Forum Discussion
KemalM
May 07, 2020Copper Contributor
Azure AD Sign-ins Logs
Hello, When I look at Azure AD Sign-ins Logs, I see many different applications. Some of them are very clear, but not all. For example, what are dev-rel-auth-prod AEO Frontend Production A...
Betty Stolwyk
Brass Contributor
JordyBlommaert Would you or anybody know what the application "vortex [wsfed enabled]" is? It is not a registered application in our tenant. It has popped up for a couple of our users but they do not know what that is or what they did to cause that sign-in activity. All the other sign-in information is as expected (IP address, location, browser, OS)
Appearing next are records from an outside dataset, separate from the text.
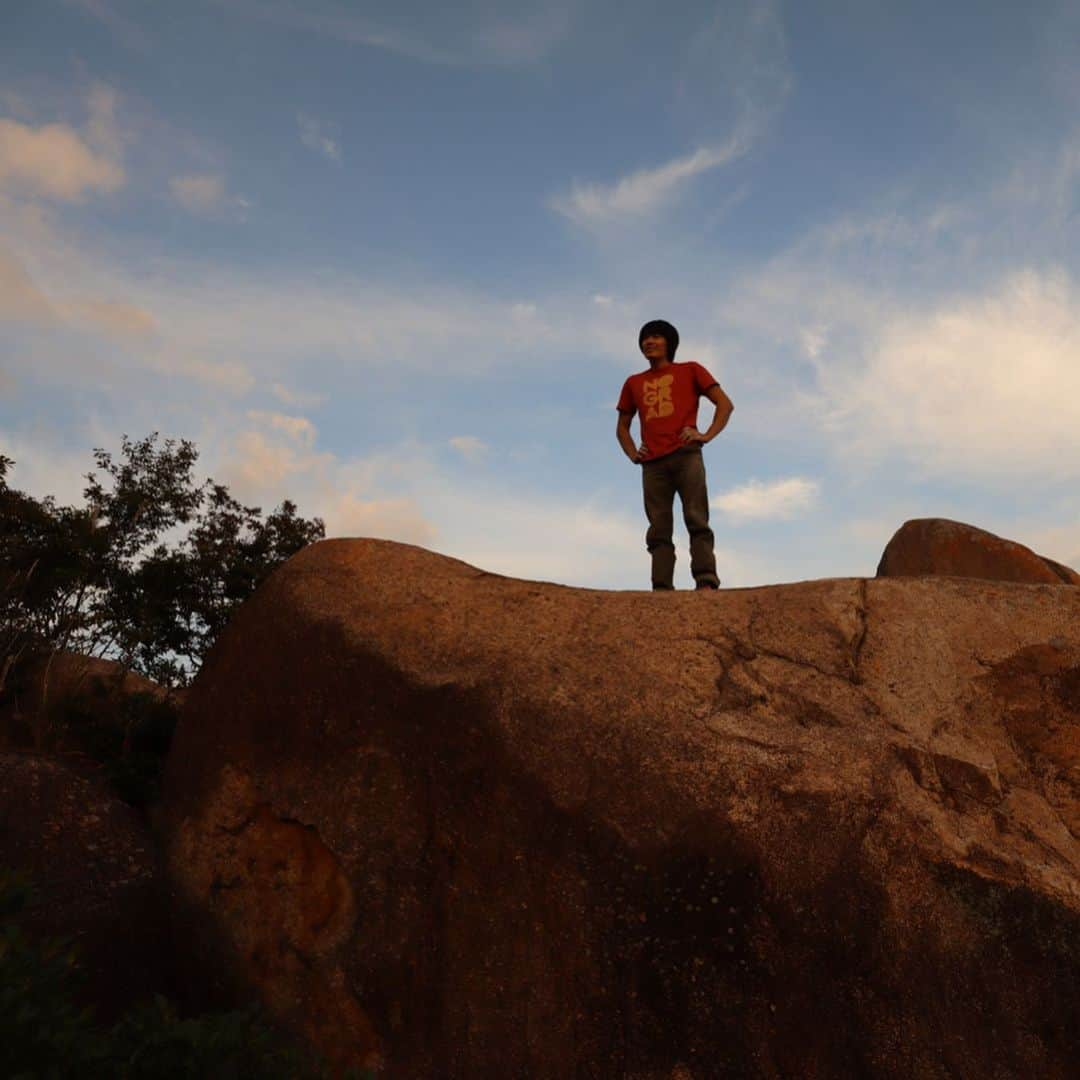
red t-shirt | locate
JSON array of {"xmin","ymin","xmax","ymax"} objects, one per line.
[{"xmin": 616, "ymin": 360, "xmax": 718, "ymax": 461}]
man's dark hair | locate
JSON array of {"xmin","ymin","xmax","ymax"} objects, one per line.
[{"xmin": 637, "ymin": 319, "xmax": 678, "ymax": 360}]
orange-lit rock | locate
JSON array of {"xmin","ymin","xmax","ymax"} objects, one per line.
[{"xmin": 164, "ymin": 540, "xmax": 1080, "ymax": 1080}]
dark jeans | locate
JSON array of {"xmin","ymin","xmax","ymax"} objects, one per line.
[{"xmin": 642, "ymin": 446, "xmax": 720, "ymax": 589}]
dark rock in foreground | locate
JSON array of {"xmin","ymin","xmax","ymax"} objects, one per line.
[{"xmin": 156, "ymin": 540, "xmax": 1080, "ymax": 1080}]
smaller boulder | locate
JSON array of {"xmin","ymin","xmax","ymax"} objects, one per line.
[
  {"xmin": 877, "ymin": 517, "xmax": 1080, "ymax": 585},
  {"xmin": 0, "ymin": 753, "xmax": 172, "ymax": 1023}
]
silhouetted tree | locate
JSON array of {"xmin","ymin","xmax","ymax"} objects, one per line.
[{"xmin": 0, "ymin": 432, "xmax": 325, "ymax": 692}]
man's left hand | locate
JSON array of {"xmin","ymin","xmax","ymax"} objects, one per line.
[{"xmin": 679, "ymin": 428, "xmax": 708, "ymax": 446}]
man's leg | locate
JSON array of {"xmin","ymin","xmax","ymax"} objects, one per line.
[
  {"xmin": 642, "ymin": 458, "xmax": 675, "ymax": 589},
  {"xmin": 674, "ymin": 450, "xmax": 720, "ymax": 589}
]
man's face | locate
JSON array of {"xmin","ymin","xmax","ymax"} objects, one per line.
[{"xmin": 642, "ymin": 334, "xmax": 667, "ymax": 364}]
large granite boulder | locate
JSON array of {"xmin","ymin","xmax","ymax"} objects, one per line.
[
  {"xmin": 0, "ymin": 753, "xmax": 171, "ymax": 1023},
  {"xmin": 877, "ymin": 517, "xmax": 1080, "ymax": 585},
  {"xmin": 164, "ymin": 540, "xmax": 1080, "ymax": 1080}
]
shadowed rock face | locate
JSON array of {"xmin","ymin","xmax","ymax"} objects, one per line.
[
  {"xmin": 877, "ymin": 517, "xmax": 1080, "ymax": 585},
  {"xmin": 157, "ymin": 540, "xmax": 1080, "ymax": 1078},
  {"xmin": 0, "ymin": 753, "xmax": 170, "ymax": 1023}
]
Here is a sample entry from the Azure Active Directory Sign-In log:
Application: Vortex [wsfed enabled]
Resource: Windows Azure Active Directory
IP address: xx.xxx.xxx.xx
Location: xxxxxx, xx US
Status: Interrupted
Sign-in error code: 16000
Failure reason: Other
Client app: Unknown
Device ID:
Browser: Chrome 81.0.4044
Operating System: Windows 10
Join Type:
MFA result:
Token issuer type: Azure AD
Conditional access: Not Applied
Multiple timestamps very close together.
2020-05-02T01:38:39.466094Z
2020-05-02T01:38:11.9168794Z
2020-05-02T01:38:11.622332Z
2020-05-02T01:38:10.9504493Z
2020-05-02T01:38:09.696237Z
2020-05-02T01:37:30.4821975Z
2020-05-02T01:37:30.247593Z
2020-05-02T01:37:29.7603399Z
2020-05-02T01:38:11.9168794Z
2020-05-02T01:38:11.622332Z
2020-05-02T01:38:10.9504493Z
2020-05-02T01:38:09.696237Z
2020-05-02T01:37:30.4821975Z
2020-05-02T01:37:30.247593Z
2020-05-02T01:37:29.7603399Z
All other information was the same for each timestamp.